Philothea stood in front of him, not altogether happy, but there she stood, with the shoulder strap of the new bag in her right hand, the bag sitting empty on the floor, and a little dirt still left on her hands. Her other arm hung at her side. She looked at him, sad.

The king put his hands on her shoulders. “Come,” he said, “it’s all right. You don’t have to be sad anymore.” And Philothea dropped the bag she held, threw her arms around him, hugging him tightly, and cried.

Her feet barely touched the floor. Others were looking, but they said nothing. A few whispered to the person next to them, explained what she had done. When one whispered too loudly, “how strange!” everyone except the king and the girl looked at the stranger in shock. He was quickly hushed. No one needed to explain it, because it was love, an abandoned kind of love.

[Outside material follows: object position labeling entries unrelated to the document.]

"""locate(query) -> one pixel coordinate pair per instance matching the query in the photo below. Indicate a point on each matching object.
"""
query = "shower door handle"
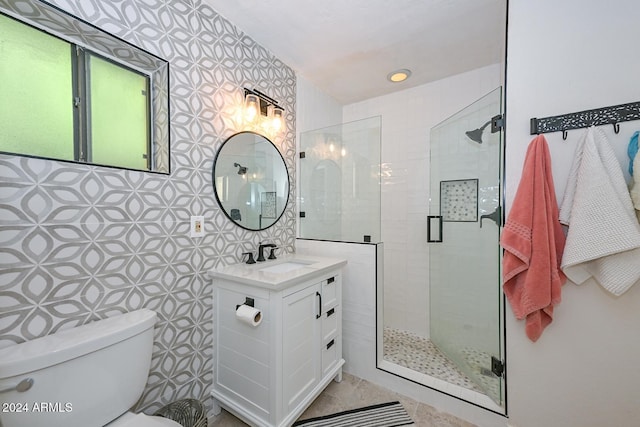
(495, 216)
(434, 237)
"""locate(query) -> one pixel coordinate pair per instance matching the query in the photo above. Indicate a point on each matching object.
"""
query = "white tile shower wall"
(407, 118)
(79, 242)
(358, 298)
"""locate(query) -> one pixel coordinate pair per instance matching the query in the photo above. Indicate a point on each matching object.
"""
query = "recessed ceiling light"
(399, 75)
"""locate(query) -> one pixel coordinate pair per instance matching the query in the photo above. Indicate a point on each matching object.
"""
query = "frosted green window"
(118, 115)
(36, 114)
(92, 98)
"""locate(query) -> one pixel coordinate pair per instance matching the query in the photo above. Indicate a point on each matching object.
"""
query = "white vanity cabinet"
(268, 374)
(311, 345)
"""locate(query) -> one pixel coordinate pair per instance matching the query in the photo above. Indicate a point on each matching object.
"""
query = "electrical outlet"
(197, 226)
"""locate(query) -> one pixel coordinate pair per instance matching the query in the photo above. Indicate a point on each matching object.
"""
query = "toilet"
(88, 376)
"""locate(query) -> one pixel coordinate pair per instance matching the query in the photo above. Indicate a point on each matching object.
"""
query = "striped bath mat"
(390, 414)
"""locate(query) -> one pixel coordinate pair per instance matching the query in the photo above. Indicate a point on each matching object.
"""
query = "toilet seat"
(141, 420)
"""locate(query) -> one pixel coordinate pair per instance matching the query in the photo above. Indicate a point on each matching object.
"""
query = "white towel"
(603, 241)
(635, 185)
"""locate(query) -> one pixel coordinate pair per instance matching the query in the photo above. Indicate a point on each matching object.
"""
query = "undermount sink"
(288, 270)
(285, 267)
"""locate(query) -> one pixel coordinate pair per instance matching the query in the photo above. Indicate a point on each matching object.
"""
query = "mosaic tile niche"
(80, 243)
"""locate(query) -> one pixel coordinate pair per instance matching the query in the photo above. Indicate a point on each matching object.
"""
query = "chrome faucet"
(261, 251)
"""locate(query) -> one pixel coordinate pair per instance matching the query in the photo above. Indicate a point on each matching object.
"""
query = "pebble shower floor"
(421, 355)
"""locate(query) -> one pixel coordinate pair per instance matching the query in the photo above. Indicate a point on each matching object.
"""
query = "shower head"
(476, 134)
(242, 170)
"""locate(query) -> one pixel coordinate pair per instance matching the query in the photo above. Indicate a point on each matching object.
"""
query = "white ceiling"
(347, 47)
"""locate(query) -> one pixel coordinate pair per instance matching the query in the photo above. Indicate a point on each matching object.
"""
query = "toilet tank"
(82, 377)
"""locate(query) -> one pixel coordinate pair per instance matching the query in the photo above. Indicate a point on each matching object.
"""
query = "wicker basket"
(187, 412)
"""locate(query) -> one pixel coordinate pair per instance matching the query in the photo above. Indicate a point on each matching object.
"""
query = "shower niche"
(440, 318)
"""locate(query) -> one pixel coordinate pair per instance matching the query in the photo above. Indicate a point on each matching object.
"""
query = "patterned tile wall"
(79, 243)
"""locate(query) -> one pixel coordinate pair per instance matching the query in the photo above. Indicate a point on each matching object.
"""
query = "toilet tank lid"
(70, 343)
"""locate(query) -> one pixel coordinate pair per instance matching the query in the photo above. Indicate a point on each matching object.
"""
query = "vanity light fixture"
(399, 75)
(260, 107)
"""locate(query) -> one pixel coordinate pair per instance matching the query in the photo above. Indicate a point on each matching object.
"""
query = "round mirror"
(250, 181)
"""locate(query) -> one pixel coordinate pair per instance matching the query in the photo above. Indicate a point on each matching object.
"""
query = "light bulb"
(277, 119)
(252, 107)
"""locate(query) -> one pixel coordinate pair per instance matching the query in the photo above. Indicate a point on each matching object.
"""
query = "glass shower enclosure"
(340, 182)
(464, 252)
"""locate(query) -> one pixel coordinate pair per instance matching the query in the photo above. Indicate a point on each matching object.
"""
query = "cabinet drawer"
(330, 324)
(330, 292)
(330, 354)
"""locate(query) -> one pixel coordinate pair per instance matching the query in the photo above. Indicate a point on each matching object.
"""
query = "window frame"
(86, 39)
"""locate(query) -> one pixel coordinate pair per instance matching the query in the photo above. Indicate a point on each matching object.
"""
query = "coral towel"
(604, 235)
(533, 241)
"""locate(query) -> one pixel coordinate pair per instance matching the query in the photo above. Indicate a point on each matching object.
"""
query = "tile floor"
(421, 355)
(354, 392)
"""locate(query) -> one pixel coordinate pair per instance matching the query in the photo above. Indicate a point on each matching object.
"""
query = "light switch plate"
(197, 226)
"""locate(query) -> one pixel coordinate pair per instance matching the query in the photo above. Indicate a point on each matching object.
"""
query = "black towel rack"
(597, 117)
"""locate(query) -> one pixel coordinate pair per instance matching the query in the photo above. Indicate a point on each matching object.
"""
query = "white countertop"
(255, 274)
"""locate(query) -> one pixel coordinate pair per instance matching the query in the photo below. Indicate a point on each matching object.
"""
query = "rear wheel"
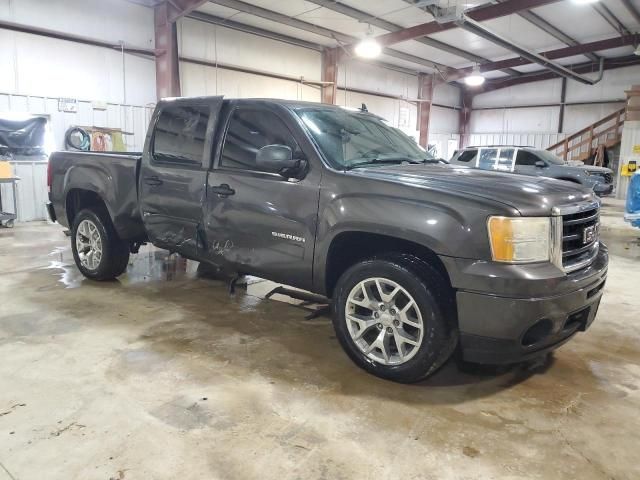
(390, 317)
(97, 250)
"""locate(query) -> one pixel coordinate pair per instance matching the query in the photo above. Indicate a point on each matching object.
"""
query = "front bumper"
(518, 319)
(603, 188)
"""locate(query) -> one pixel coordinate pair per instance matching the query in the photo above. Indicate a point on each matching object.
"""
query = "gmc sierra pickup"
(417, 257)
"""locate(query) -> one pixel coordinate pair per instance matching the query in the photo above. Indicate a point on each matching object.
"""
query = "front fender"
(446, 225)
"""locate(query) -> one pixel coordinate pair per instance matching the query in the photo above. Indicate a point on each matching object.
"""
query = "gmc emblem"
(589, 234)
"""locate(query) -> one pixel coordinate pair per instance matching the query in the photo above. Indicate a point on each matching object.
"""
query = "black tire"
(115, 252)
(433, 297)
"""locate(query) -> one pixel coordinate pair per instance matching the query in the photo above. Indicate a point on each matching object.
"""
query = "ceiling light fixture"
(475, 78)
(368, 47)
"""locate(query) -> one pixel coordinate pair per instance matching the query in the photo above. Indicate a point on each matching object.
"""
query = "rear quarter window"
(180, 135)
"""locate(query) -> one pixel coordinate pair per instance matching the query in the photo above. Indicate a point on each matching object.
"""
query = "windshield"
(549, 157)
(353, 139)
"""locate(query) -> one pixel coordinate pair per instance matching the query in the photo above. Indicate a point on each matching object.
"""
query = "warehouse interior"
(171, 372)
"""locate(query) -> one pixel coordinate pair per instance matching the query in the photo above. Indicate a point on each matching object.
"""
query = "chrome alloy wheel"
(384, 321)
(89, 244)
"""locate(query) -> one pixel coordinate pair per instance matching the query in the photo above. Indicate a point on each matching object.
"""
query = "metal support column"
(425, 95)
(167, 62)
(330, 59)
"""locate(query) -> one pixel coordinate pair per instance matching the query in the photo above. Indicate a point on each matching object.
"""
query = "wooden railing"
(584, 144)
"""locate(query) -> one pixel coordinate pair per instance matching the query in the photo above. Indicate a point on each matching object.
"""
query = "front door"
(173, 172)
(258, 222)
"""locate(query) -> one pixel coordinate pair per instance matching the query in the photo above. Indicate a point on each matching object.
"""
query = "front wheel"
(391, 317)
(97, 250)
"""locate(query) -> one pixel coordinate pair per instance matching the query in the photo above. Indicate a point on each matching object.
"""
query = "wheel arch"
(80, 198)
(350, 247)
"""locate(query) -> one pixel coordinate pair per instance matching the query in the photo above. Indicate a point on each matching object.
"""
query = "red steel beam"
(464, 123)
(590, 67)
(561, 53)
(180, 8)
(167, 62)
(486, 12)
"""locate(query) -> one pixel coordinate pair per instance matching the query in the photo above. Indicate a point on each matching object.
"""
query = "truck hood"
(531, 196)
(593, 169)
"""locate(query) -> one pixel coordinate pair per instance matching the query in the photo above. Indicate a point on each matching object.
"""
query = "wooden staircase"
(584, 144)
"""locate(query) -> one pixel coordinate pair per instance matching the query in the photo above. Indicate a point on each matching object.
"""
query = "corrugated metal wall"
(32, 188)
(538, 140)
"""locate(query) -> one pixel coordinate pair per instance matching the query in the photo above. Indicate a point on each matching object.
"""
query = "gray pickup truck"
(535, 162)
(418, 258)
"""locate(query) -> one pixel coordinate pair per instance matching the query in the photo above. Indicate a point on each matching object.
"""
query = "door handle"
(153, 181)
(223, 190)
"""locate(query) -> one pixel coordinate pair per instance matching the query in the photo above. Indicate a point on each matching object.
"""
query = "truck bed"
(112, 176)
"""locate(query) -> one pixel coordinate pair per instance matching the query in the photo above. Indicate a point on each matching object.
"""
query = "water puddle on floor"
(150, 264)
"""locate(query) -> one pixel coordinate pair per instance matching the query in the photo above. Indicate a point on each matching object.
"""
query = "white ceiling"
(581, 22)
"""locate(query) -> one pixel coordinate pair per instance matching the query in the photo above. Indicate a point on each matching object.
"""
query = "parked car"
(534, 161)
(417, 257)
(632, 207)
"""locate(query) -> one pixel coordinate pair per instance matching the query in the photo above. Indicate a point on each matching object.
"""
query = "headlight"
(520, 239)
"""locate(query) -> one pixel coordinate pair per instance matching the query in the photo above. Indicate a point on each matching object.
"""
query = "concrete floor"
(164, 375)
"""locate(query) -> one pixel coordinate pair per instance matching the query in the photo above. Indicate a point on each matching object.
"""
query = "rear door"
(259, 222)
(173, 172)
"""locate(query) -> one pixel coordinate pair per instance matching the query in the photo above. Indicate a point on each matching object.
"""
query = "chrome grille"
(580, 236)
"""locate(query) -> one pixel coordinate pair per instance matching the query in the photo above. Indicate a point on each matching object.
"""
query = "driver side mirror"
(279, 159)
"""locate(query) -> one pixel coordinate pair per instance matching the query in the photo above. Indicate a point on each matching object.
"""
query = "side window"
(180, 135)
(505, 160)
(487, 158)
(467, 156)
(525, 158)
(250, 130)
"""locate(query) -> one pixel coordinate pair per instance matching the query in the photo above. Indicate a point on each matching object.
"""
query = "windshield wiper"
(392, 161)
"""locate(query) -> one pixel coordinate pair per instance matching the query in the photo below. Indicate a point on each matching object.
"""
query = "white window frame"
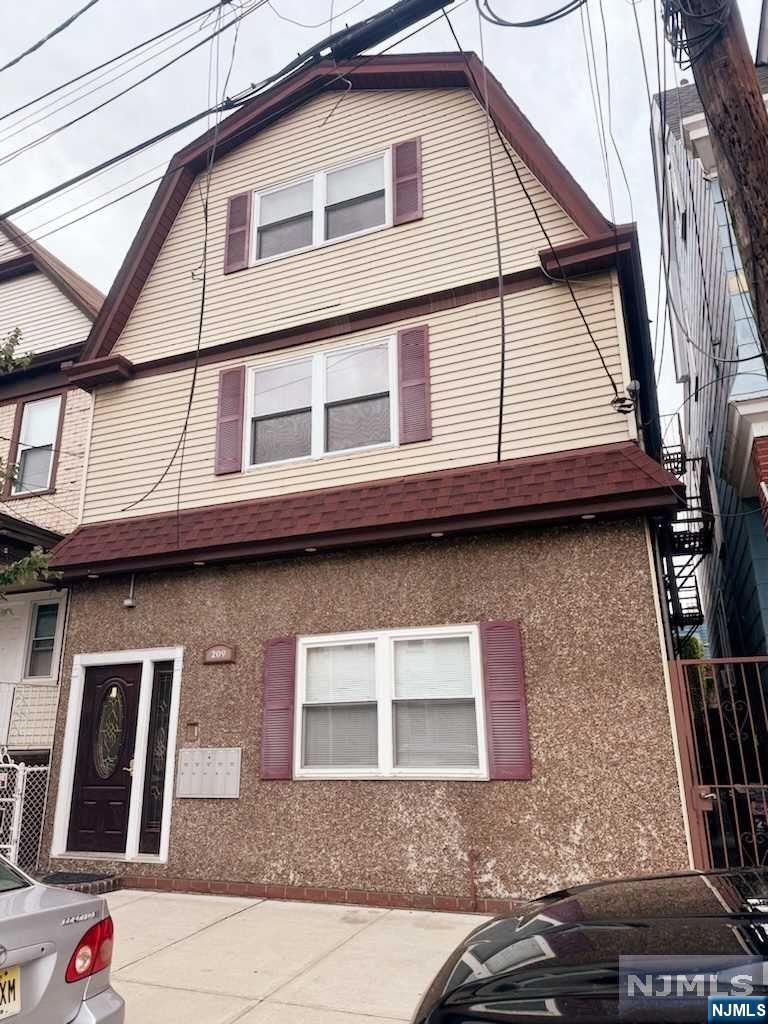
(27, 679)
(317, 400)
(16, 488)
(384, 662)
(147, 659)
(318, 180)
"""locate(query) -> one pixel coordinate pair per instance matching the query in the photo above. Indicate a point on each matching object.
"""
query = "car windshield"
(10, 880)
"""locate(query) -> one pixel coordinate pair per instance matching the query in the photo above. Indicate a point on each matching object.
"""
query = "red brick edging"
(363, 897)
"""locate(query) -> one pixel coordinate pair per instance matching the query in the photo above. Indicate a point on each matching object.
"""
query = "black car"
(648, 948)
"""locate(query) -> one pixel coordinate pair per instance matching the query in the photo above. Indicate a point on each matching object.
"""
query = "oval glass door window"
(108, 739)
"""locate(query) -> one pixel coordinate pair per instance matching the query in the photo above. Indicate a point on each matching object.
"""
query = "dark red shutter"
(279, 696)
(506, 711)
(407, 184)
(413, 375)
(229, 421)
(238, 232)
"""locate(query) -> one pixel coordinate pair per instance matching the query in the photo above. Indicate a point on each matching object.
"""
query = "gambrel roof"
(390, 72)
(33, 256)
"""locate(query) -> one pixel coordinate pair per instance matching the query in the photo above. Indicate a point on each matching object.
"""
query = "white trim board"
(72, 734)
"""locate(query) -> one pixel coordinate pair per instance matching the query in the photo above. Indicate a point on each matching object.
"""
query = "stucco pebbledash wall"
(603, 800)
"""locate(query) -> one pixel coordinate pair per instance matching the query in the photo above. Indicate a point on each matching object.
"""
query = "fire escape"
(685, 542)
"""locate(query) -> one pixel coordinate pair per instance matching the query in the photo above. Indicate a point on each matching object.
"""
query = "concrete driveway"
(216, 960)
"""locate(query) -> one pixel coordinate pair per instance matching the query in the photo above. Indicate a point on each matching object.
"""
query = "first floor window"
(42, 640)
(37, 438)
(400, 702)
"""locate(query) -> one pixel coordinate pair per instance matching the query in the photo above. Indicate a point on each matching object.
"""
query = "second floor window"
(37, 438)
(326, 207)
(330, 401)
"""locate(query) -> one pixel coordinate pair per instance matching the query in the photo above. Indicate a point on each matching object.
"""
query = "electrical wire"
(489, 14)
(499, 259)
(107, 64)
(619, 401)
(50, 35)
(47, 197)
(687, 48)
(8, 158)
(304, 25)
(83, 91)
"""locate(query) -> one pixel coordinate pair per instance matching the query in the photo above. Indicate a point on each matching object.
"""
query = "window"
(357, 398)
(36, 440)
(398, 704)
(355, 199)
(326, 207)
(285, 220)
(330, 401)
(282, 424)
(42, 640)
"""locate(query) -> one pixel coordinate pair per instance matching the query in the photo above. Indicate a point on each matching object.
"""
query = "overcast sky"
(544, 70)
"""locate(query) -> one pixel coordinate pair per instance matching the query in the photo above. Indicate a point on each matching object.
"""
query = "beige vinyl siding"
(454, 244)
(557, 397)
(8, 249)
(59, 511)
(45, 316)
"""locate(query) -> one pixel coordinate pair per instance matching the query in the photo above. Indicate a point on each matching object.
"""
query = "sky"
(544, 70)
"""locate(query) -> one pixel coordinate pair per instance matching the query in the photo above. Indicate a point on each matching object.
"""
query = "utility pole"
(736, 114)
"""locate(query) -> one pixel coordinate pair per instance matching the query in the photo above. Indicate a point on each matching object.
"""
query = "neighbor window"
(36, 441)
(42, 640)
(328, 206)
(397, 704)
(330, 401)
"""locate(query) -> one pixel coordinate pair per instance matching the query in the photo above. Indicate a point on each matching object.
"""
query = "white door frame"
(146, 658)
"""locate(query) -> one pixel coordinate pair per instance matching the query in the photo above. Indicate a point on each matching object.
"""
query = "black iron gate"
(722, 717)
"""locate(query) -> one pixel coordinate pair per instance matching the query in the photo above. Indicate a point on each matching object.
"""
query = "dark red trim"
(18, 266)
(335, 327)
(608, 480)
(389, 72)
(321, 894)
(108, 370)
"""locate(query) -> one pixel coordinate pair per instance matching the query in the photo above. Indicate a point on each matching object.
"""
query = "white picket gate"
(23, 794)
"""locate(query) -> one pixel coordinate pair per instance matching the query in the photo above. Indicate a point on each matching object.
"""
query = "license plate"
(10, 992)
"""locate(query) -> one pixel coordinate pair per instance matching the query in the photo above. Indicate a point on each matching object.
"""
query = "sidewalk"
(218, 960)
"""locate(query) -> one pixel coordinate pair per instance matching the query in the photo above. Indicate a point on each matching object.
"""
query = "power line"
(119, 56)
(620, 402)
(499, 260)
(81, 92)
(50, 35)
(118, 95)
(554, 15)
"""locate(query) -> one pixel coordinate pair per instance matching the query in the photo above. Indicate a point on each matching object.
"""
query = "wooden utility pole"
(736, 114)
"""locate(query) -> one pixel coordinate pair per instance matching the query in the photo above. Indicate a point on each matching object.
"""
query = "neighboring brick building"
(44, 424)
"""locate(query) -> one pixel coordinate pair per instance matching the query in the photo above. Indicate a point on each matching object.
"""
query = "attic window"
(327, 207)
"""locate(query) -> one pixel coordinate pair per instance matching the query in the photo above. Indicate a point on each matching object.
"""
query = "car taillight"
(93, 952)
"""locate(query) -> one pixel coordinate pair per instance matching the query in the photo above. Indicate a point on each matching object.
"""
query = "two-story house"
(364, 602)
(722, 365)
(44, 423)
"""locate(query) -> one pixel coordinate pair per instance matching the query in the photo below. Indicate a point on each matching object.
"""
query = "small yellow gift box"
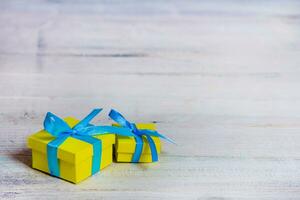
(74, 155)
(125, 146)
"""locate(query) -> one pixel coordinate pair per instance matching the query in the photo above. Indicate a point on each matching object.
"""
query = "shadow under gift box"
(124, 147)
(74, 155)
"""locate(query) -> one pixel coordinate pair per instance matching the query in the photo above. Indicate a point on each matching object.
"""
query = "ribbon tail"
(55, 125)
(153, 148)
(53, 164)
(97, 151)
(96, 130)
(138, 149)
(117, 117)
(87, 119)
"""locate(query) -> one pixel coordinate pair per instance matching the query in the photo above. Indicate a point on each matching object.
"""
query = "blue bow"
(82, 131)
(138, 134)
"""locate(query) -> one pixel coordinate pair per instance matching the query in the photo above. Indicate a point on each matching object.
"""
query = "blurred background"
(219, 77)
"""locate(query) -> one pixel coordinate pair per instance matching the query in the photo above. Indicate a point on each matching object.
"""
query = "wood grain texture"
(219, 77)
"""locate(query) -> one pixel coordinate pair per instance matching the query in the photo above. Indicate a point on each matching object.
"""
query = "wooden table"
(220, 78)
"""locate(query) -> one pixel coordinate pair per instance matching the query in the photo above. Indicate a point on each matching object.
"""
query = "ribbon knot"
(84, 131)
(138, 136)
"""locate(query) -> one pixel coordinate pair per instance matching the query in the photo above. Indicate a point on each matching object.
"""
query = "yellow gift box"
(74, 155)
(124, 147)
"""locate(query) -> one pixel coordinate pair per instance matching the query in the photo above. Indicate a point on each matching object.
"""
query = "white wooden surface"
(219, 77)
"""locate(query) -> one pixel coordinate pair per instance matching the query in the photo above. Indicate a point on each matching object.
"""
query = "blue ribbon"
(138, 136)
(82, 131)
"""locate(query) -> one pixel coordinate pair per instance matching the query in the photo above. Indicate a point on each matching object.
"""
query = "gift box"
(124, 147)
(143, 146)
(75, 156)
(71, 149)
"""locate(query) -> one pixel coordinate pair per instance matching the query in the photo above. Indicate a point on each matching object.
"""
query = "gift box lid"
(71, 150)
(126, 144)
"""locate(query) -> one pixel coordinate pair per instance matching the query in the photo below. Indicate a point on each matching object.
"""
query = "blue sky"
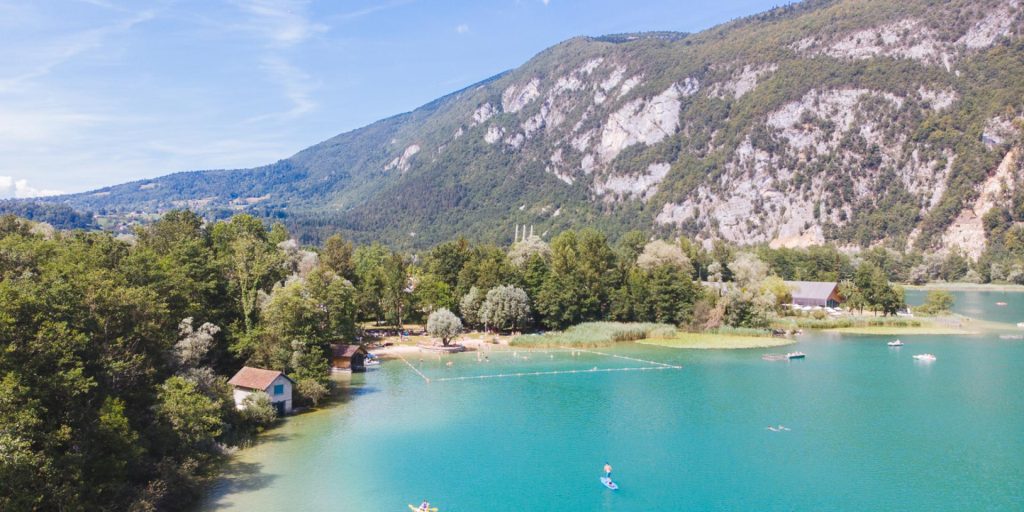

Philothea did not say anything, only looked at the ground or at the kings shoulder, or she rested her head against his shoulder and looked at his neck. He held her still. He saw her heart, as vulnerable as it was, as it had never been in years. At least, years she could not remember. He held Philothea. It was much different then ever before.

She had done a foolish thing. But she did not feel foolish. She did not feel shame. She did not feel regret. Sad as she felt, she felt free and real. And as sad as she felt, she finally felt like herself.

It was a act she might never understand, but if you still look, the pot is there. She sees it often although she does not often leave the palace and she does not often think of it. It is there, with all those things patted down softly, with traces of her heart on top, and dirt all around the sides.